## Theory

DBSCAN stands for density-based spatial clustering of applications with noise. It's a density-based clustering algorithm, unlike k-means.

This is a good algorithm for finding outliners in a data set. It finds arbitrarily shaped clusters based on the density of data points in different regions. It separates regions by areas of low-density so that it can detect outliers between the high-density clusters.

This algorithm is better than k-means when it comes to working with oddly shaped data.

DBSCAN uses two parameters to determine how clusters are defined: minPts (the minimum number of data points that need to be clustered together for an area to be considered high-density) and eps (the distance used to determine if a data point is in the same area as other data points).
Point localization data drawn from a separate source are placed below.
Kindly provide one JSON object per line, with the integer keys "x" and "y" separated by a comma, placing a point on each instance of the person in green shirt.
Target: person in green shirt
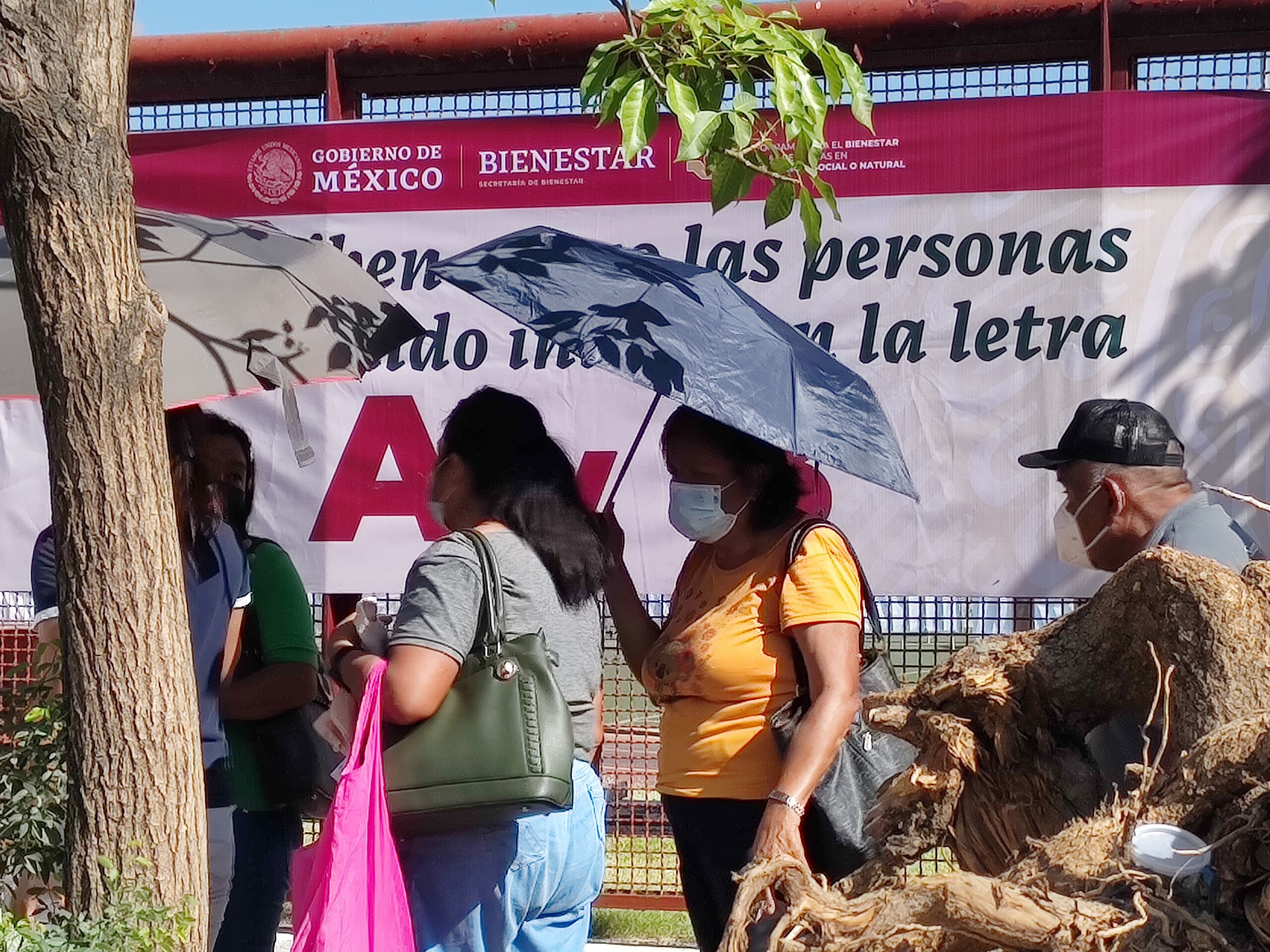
{"x": 277, "y": 673}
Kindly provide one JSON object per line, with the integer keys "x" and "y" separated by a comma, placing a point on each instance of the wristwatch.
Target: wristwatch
{"x": 337, "y": 660}
{"x": 780, "y": 796}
https://towardsdatascience.com/a-practical-guide-to-dbscan-method-d4ec5ab2bc99

In [10]:
# DBSCAN Clustering

# Importing the libraries
import numpy as np
import pandas as pd


In [11]:
# Importing the dataset
dataset = pd.read_csv('Mall_Customers.csv')
dataset.head()

Unnamed: 0,CustomerID,Gender,Age,Annual Income (k$),Spending Score (1-100)
0,1,Male,19,15,39
1,2,Male,21,15,81
2,3,Female,20,16,6
3,4,Female,23,16,77
4,5,Female,31,17,40


In [12]:
X = dataset.iloc[:, [3, 4]].values

In [13]:
# Using the elbow method to find the optimal number of clusters
from sklearn.cluster import DBSCAN
dbscan=DBSCAN(eps=3,min_samples=4)  ### epsilon is nothing but it's radius of circle,min data points should be 3then only that point becomes core point otherwise it will be boundry/Noice point

In [14]:
# Fitting the model

model=dbscan.fit(X)

In [15]:
labels=model.labels_
labels

array([-1, -1, -1, -1, -1, -1, -1, -1, -1, -1, -1, -1, -1, -1, -1, -1, -1,
       -1, -1, -1, -1, -1, -1, -1, -1, -1, -1, -1, -1, -1, -1, -1, -1, -1,
       -1, -1, -1, -1, -1, -1, -1, -1, -1, -1, -1, -1, -1, -1, -1, -1, -1,
       -1, -1, -1, -1, -1,  0,  0,  0,  0, -1, -1,  0, -1,  0, -1,  0,  0,
       -1,  0, -1, -1,  0, -1,  1,  1,  1,  1,  1,  1,  1,  1,  1,  1,  1,
        1,  1,  1, -1,  2,  1,  2,  2,  2,  2,  2,  2,  2,  2,  2,  2,  2,
        2,  2,  2,  2,  2,  2,  2,  2,  2,  2,  2,  2,  2,  2,  2,  3,  2,
        3,  3, -1,  3, -1, -1,  4, -1, -1, -1,  4,  5,  4, -1,  4,  5, -1,
        5,  4, -1,  4,  5, -1, -1,  6, -1, -1, -1,  7, -1,  6, -1,  6, -1,
        7, -1,  6, -1,  7, -1,  7, -1, -1, -1, -1, -1, -1, -1, -1, -1, -1,
        8, -1,  8, -1,  8, -1,  8, -1, -1, -1, -1, -1, -1, -1, -1, -1, -1,
       -1, -1, -1, -1, -1, -1, -1, -1, -1, -1, -1, -1, -1], dtype=int64)

In [16]:

from sklearn import metrics

#identifying the points which makes up our core points
sample_cores=np.zeros_like(labels,dtype=bool)

sample_cores[dbscan.core_sample_indices_]=True

In [17]:
#Calculating the number of clusters

n_clusters=len(set(labels))- (1 if -1 in labels else 0)


In [19]:
n_clusters

9

In [18]:
print(metrics.silhouette_score(X,labels))

-0.1908319132560097


Silhouette Coefficient or silhouette score is a metric used to calculate the goodness of a clustering technique. Its value ranges from -1 to 1. 1: Means clusters are well apart from each other and clearly distinguished. 0: Means clusters are indifferent, or we can say that the distance between clusters is not significant.